A Statement of Solidarity, released by the TCJACL and Council on American-Islamic Relations in Minnesota, was included in the program. In that statement, the TCJACL and CAIR-MN pledged to “stand together to resist the current forces of oppression that join our communities’ histories.”

In addition to the official proclamation by Gov. Mark Dayton, the Minnesota House and Senate both passed resolutions, authored by Rep. Rod Hamilton and Sen. Sandra Pappas, respectively, to recognize the 75th anniversary of Executive Order 9066.

Unable to attend the event, Sen. Amy Klobuchar submitted a letter that included her assurances that “as we face an uncertain world today, we must steel our resolve. We all must do our part. We should tell their stories and reflect on what happened, and how it happened. No matter what, I will continue to stand up for what’s right. And I know you will, too.”

Attendees received a replica of the incarceration identification tag, each printed with a different number, with the phrase “Nidoto Nai Yoni” (Let It Not Happen Again) on the back. All attendees also received pocket-sized copies of the Constitution, donated by the Minnesota American Civil Liberties Union.  JACL National Education Committee curriculum guides were distributed to educators.

Poetry trees, created by University of Minnesota students Marilyn Keo and Jason Dawson for their final project in a course on the Japanese American incarceration taught by Yuichiro Onishi and John Matsunaga in fall 2016, were displayed at the event.

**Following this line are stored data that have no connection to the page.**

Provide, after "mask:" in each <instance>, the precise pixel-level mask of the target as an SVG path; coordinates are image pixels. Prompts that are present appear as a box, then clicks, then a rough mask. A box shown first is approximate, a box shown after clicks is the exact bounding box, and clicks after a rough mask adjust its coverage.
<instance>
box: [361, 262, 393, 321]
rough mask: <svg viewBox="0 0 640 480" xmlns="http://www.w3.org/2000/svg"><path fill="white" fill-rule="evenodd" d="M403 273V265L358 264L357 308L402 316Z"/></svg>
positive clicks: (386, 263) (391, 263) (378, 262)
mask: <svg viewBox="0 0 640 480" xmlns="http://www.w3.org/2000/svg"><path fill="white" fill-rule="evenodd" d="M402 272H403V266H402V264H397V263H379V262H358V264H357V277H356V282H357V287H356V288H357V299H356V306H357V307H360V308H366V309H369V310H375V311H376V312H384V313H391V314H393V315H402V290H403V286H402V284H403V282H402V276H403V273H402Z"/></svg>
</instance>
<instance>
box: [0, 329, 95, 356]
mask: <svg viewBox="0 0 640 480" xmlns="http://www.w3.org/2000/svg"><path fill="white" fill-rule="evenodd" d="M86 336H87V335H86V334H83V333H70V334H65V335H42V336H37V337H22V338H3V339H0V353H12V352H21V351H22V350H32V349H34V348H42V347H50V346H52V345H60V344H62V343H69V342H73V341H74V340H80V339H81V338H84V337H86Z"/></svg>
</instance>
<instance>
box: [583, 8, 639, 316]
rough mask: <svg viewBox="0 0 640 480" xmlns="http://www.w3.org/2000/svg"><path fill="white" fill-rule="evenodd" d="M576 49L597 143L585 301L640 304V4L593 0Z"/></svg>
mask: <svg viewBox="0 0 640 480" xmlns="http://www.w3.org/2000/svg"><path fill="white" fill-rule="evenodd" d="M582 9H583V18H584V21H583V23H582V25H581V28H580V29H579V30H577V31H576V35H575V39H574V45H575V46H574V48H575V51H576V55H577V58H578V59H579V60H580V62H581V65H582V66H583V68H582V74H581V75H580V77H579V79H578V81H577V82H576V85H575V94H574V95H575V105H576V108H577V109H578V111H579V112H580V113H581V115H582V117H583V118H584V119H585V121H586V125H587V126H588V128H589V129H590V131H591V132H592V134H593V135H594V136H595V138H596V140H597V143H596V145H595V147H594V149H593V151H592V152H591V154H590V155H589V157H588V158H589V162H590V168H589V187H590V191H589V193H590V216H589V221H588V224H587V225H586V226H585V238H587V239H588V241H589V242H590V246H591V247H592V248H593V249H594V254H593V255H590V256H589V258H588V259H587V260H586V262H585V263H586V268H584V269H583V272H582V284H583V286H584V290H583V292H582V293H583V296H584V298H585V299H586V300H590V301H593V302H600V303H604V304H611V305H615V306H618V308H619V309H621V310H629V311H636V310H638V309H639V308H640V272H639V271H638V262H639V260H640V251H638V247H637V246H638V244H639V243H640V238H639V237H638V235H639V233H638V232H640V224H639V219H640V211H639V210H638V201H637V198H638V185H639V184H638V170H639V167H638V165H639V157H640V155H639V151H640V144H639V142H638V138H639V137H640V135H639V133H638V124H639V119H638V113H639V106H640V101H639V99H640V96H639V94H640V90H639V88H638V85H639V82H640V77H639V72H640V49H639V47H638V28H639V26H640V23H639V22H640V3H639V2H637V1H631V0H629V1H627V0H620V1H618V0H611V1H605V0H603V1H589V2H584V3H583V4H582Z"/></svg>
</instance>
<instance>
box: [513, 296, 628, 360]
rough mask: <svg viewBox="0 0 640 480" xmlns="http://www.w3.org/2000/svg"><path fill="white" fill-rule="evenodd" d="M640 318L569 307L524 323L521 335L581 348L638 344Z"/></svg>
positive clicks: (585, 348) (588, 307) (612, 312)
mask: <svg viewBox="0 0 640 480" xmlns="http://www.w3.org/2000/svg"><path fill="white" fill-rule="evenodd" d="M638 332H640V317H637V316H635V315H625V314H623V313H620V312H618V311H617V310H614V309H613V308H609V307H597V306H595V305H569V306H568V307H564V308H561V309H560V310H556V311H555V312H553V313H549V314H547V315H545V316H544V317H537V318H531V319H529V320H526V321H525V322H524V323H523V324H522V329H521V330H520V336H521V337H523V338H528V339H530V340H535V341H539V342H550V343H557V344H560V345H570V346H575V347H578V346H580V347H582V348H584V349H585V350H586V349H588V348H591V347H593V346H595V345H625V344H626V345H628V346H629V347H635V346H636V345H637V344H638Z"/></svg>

Members of the TC JACL Education Committee are Janet Carlson (co-chair), Carolyn Nayematsu (co-chair), Amy Dickerson, Sylvia Farrells, Elizabeth Fugikawa, Lil Grothe, Ben Hartmann, Cheryl Hirata-Dulas, Lucy Kirihara, Gloria Kumagai, Haruhiko Kuramochi, Karen Tanaka Lucas, John Matsunaga, Gordon Nakagawa, Yuichiro Onishi, Teresa Swartz and Sally Sudo.

The program was funded by a grant from the JACL Legacy Fund, and donations the Les and Karen Suzukamo Fund and the Donald S. Maeda Memorial Fund.